Она повела плечами, и её волосы высохли. Ведана вышла из ручья.

К удивлению Огюстин, моргана подала поветруле руку, и Ведана эту руку приняла.

– Если так, то прошу прощения. Но странные у вас молитвы. Простите у всех, у кого только можно, вечно прибегаете к уловкам, стараетесь отовсюду урвать, – проговорила моргана.

– Вы, морганы, говорите так, потому что не знаете нас, поветруль. Мы не можем жить одной лишь чистой энергией океана, – спокойно промолвила Ведана.

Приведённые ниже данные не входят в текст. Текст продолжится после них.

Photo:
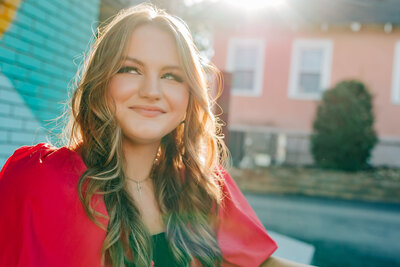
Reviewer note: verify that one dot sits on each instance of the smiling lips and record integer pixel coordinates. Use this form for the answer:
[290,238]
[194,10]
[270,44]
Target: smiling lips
[147,111]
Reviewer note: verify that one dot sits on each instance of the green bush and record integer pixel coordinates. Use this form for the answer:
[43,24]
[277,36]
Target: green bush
[343,128]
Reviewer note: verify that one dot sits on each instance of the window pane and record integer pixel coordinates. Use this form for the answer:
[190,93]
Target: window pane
[311,60]
[309,83]
[243,80]
[245,57]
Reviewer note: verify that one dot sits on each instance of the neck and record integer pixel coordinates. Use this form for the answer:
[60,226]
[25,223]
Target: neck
[139,159]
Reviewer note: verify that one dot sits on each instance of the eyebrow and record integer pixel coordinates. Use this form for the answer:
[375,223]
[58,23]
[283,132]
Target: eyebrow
[137,61]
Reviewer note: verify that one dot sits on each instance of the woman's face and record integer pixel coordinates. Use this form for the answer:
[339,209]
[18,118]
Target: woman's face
[149,91]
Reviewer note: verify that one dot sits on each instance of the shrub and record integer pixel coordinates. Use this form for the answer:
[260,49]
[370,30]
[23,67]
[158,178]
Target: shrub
[343,128]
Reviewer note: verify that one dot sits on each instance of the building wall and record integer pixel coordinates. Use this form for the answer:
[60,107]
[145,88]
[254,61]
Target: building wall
[366,55]
[41,44]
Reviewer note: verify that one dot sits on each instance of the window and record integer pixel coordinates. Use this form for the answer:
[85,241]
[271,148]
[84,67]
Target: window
[396,75]
[246,63]
[310,68]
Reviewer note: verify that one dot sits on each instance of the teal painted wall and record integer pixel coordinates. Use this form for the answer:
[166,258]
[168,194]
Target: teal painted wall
[37,54]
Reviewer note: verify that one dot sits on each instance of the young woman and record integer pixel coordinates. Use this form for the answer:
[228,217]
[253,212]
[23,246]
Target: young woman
[141,181]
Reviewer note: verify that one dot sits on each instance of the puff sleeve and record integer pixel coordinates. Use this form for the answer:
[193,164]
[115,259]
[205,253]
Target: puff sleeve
[43,222]
[241,236]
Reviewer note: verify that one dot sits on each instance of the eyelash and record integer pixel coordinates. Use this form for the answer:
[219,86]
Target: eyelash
[129,69]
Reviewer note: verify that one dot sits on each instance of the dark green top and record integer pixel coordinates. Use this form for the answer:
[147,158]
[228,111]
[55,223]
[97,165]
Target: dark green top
[162,254]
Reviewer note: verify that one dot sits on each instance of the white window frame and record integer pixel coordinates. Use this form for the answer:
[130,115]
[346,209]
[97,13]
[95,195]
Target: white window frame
[395,95]
[327,47]
[259,65]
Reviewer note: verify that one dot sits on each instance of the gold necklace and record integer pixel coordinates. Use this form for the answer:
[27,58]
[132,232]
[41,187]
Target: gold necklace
[139,187]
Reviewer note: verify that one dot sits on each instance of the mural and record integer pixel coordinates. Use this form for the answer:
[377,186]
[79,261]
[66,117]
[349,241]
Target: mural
[40,45]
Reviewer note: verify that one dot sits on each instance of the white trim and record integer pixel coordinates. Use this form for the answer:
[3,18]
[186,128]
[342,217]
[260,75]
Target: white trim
[259,65]
[395,95]
[299,44]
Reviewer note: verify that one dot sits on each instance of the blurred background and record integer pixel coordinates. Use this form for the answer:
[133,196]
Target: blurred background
[311,104]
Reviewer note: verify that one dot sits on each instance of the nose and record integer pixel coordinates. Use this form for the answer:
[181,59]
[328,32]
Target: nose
[150,88]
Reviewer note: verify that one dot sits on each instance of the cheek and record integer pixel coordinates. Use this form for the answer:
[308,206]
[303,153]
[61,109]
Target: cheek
[121,88]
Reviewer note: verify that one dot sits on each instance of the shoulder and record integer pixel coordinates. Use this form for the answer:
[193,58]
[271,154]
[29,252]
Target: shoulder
[39,168]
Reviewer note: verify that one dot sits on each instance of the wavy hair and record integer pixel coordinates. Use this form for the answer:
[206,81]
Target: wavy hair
[186,176]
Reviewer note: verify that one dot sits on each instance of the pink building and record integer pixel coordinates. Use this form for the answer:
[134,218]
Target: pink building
[282,63]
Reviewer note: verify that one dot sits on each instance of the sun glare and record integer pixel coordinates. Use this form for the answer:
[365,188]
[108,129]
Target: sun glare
[251,5]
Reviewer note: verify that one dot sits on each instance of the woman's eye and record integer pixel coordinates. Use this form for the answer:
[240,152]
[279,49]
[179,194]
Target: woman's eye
[171,76]
[132,70]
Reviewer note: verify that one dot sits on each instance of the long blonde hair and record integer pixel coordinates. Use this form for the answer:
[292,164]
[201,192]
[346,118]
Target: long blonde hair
[186,176]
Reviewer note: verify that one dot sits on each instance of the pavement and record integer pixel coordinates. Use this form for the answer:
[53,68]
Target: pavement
[343,233]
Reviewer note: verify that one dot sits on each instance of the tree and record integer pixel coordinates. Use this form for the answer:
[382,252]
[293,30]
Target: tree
[343,128]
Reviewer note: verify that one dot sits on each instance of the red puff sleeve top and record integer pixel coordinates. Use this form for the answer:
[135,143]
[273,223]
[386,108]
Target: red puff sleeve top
[43,222]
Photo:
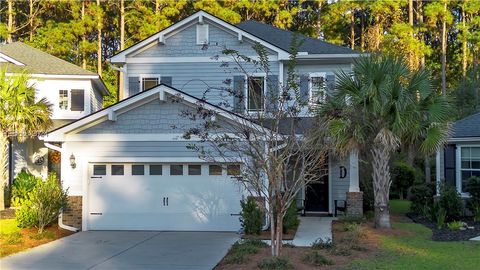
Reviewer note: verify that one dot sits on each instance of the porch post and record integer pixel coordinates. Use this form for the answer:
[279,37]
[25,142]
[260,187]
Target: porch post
[354,195]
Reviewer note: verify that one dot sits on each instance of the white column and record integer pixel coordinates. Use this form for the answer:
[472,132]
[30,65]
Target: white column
[354,178]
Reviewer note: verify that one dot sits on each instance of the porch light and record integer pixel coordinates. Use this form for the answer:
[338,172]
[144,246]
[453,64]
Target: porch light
[72,162]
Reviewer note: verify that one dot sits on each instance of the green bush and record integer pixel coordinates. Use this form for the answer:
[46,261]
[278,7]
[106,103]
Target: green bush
[403,176]
[455,225]
[42,205]
[422,198]
[315,258]
[251,216]
[290,220]
[22,186]
[274,263]
[451,201]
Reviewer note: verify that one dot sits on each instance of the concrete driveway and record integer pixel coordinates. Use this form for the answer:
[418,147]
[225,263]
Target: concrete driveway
[126,250]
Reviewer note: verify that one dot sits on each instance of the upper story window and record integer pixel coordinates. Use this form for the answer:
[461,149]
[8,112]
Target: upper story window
[73,100]
[470,164]
[202,34]
[256,94]
[63,99]
[318,88]
[149,82]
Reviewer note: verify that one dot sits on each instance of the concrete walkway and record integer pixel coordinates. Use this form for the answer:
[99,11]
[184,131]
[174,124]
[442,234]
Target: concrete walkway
[126,250]
[312,229]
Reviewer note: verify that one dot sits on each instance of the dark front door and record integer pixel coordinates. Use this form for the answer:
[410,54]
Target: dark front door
[316,195]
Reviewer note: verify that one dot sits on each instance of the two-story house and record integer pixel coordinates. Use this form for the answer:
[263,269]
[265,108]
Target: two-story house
[134,171]
[72,92]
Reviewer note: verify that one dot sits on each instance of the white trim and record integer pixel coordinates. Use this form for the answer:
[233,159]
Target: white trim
[207,29]
[11,60]
[193,59]
[121,57]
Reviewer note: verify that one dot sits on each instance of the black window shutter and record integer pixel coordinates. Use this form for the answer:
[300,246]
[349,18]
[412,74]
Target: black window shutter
[272,93]
[133,86]
[78,100]
[450,164]
[304,88]
[167,80]
[238,94]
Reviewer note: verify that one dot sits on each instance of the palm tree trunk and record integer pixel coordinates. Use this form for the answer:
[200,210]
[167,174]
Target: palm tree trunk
[3,168]
[381,185]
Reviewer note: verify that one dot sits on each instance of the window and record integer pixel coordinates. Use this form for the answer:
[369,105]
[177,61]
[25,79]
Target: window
[138,169]
[176,169]
[78,100]
[117,170]
[99,169]
[63,99]
[149,82]
[215,170]
[233,169]
[470,164]
[256,93]
[194,169]
[318,88]
[156,169]
[202,34]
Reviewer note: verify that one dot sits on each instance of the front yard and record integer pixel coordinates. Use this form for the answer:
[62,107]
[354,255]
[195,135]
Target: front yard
[14,239]
[407,246]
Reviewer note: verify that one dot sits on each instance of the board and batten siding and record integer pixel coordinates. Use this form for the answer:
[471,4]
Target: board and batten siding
[184,44]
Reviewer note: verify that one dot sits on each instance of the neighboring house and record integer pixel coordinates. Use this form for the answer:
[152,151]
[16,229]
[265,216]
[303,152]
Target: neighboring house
[460,158]
[131,170]
[72,91]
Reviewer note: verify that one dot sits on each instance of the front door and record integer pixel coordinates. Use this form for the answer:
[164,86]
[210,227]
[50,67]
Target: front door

Моргана повела глазами на Огюстин, ничего не сказала. Поветруля или не замечала, или делала вид, что не замечает человека.

– А как же энергия ветра? Даже океан зависит от ветров, – Окин помрачнела, – кстати, о сне. Сегодня мне приснился дурной сон.

– И мне, – поддержала Ведана, – я сидела в ужасном склепе, за круглым столом, полным ярости и безысходности. Передо мною лежала обугленная веточка моего любимого дерева.

– А я сидела в душной пещере южной пустыни. Передо мной в глиняном блюдце была налита жёлтая, вонючая вода. Я осознавала, из пустыни мне не выбраться, и что эта вода – всё, что осталось у меня до конца этого столетия. Если я переживу это столетие на воде в глиняном блюдце, то смогу вернуться к себе в океан, – скорбно проговорила Окин Катуавр.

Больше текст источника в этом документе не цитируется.